The gloomy revised figures led economists to project that Japan is headed for its first recession since 2012, with the viral outbreak seen depressing exports.

The country’s gross domestic product for the October-December quarter was revised down to a contraction of 1.8 percent, dropping further from the 1.6 percent contraction estimated in February.

The fall was also sharper than a 1.7 percent contraction estimated by private economists, according to a survey by the Nikkei business daily.

The latest estimate tracked a contraction during the April-June quarter of 2014 after the government raised the consumption tax from five to eight percent.

The tax was raised again, to 10 percent, in October of last year, despite fears of its economic impact.
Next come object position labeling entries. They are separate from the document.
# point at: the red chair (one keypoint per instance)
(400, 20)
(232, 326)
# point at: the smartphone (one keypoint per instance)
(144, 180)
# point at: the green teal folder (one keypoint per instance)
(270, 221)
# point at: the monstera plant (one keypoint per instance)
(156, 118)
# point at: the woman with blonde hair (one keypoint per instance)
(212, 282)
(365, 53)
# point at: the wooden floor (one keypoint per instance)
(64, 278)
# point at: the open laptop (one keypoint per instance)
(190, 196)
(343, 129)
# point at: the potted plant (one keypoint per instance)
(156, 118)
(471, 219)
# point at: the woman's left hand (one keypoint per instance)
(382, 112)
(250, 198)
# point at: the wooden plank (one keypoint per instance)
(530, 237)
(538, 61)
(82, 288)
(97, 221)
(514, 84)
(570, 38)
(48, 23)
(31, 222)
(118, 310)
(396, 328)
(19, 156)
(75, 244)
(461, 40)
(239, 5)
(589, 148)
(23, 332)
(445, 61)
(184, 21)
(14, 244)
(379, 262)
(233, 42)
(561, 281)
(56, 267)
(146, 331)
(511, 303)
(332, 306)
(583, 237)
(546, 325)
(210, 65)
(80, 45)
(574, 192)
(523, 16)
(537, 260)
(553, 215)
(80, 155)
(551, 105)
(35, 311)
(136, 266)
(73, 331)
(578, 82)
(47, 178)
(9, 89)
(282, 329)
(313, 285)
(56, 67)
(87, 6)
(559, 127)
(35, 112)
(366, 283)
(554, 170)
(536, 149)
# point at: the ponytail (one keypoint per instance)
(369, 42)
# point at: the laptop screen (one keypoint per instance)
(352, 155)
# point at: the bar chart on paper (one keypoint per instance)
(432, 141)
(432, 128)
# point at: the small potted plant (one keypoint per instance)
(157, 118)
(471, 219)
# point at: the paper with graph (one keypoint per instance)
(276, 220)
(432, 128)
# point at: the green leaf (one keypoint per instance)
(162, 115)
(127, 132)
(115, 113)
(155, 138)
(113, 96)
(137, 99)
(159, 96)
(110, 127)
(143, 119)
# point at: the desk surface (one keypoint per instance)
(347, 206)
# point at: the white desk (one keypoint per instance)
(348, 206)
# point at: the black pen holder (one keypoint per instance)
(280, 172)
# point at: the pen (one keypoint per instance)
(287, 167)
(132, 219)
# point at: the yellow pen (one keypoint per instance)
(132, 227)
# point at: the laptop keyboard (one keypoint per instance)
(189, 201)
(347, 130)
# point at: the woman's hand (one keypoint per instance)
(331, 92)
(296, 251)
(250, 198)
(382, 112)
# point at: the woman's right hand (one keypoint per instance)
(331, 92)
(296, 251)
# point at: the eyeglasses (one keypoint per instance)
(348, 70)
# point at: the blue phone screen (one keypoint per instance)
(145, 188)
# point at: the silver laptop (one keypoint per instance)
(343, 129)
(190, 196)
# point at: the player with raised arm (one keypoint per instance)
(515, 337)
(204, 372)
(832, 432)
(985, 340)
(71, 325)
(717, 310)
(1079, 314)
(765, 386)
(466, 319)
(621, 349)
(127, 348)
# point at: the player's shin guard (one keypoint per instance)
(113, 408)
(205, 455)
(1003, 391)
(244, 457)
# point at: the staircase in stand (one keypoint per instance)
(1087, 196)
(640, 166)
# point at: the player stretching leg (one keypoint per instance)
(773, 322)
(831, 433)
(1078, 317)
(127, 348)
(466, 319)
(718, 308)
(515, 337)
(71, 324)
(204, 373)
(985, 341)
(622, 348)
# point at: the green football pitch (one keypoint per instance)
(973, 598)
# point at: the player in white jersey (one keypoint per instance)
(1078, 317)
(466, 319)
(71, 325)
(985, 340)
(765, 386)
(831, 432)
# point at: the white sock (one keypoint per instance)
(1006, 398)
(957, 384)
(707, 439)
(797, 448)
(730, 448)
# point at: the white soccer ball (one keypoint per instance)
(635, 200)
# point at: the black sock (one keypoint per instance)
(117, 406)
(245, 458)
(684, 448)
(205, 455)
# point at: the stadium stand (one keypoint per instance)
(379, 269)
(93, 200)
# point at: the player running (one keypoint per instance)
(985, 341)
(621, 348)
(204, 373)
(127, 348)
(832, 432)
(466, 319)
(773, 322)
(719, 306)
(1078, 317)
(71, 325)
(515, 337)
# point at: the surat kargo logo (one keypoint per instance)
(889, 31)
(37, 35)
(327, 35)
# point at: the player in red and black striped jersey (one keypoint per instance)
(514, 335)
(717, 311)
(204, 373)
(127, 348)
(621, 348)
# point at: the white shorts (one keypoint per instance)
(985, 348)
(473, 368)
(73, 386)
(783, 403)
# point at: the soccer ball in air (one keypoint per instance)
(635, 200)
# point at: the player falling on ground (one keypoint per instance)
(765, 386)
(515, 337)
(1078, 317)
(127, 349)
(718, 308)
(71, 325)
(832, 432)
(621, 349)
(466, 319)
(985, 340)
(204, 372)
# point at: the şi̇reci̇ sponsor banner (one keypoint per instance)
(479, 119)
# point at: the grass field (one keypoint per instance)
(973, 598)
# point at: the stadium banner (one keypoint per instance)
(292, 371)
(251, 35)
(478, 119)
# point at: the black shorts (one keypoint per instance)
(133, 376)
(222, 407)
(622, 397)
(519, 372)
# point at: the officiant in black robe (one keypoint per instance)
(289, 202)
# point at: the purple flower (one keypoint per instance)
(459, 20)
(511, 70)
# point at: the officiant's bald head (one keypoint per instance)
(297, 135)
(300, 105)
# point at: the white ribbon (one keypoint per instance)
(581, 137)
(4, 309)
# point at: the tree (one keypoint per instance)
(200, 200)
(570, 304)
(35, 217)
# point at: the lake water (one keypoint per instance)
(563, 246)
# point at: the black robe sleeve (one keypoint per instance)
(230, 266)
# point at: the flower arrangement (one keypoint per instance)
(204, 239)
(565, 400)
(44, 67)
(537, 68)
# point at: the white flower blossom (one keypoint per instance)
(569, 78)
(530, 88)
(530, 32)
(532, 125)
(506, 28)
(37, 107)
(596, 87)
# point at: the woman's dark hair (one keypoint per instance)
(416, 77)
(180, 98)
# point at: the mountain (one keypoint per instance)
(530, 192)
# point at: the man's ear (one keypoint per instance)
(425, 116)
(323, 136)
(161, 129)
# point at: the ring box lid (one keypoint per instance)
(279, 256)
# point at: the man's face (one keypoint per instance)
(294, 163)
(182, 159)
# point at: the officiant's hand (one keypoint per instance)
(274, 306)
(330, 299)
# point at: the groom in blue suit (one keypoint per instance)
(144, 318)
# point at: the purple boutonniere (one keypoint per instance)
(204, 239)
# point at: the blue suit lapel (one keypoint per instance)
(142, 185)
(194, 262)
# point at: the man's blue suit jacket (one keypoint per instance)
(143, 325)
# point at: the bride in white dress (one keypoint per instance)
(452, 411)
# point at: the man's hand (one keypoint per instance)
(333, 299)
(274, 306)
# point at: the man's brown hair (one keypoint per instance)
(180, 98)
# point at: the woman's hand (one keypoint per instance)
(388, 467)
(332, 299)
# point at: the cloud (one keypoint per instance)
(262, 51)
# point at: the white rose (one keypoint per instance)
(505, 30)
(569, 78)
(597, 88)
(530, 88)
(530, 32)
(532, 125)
The last quarter also saw a series of natural disasters including typhoons that caused widespread flooding.

The nation logged a larger-than-expected fall in non-residential investments that pushed overall domestic demand to shrink by 2.3 percent, rather than the fall of 2.1 percent estimated earlier, according to the Cabinet Office.

And Japan faces a difficult path ahead, with the global virus outbreak expected to depress growth at home and abroad, particularly pressuring exports.

“Unfortunately, any recovery in Q1 has been nipped in the bud by the global spread of the coronavirus,” said Tom Learnmouth, Japan economist at Capital Economics.

“We have pencilled a 0.5-percent quarter-to-quarter contraction in GDP this quarter,” January through March, he said, raising the possibility of a recession.

“That’s likely to be primarily driven by plunging export volumes,” he said.

Consumer spending will also be “hit hard” with many people staying at home to avoid the virus, following calls from Prime Minister Shinzo Abe for the public to cancel unnecessary outings while schools across the nation were requested to shut for most or all of March.

“We think Japan’s GDP will shrink by 1 percent across 2020,” Learnmouth added.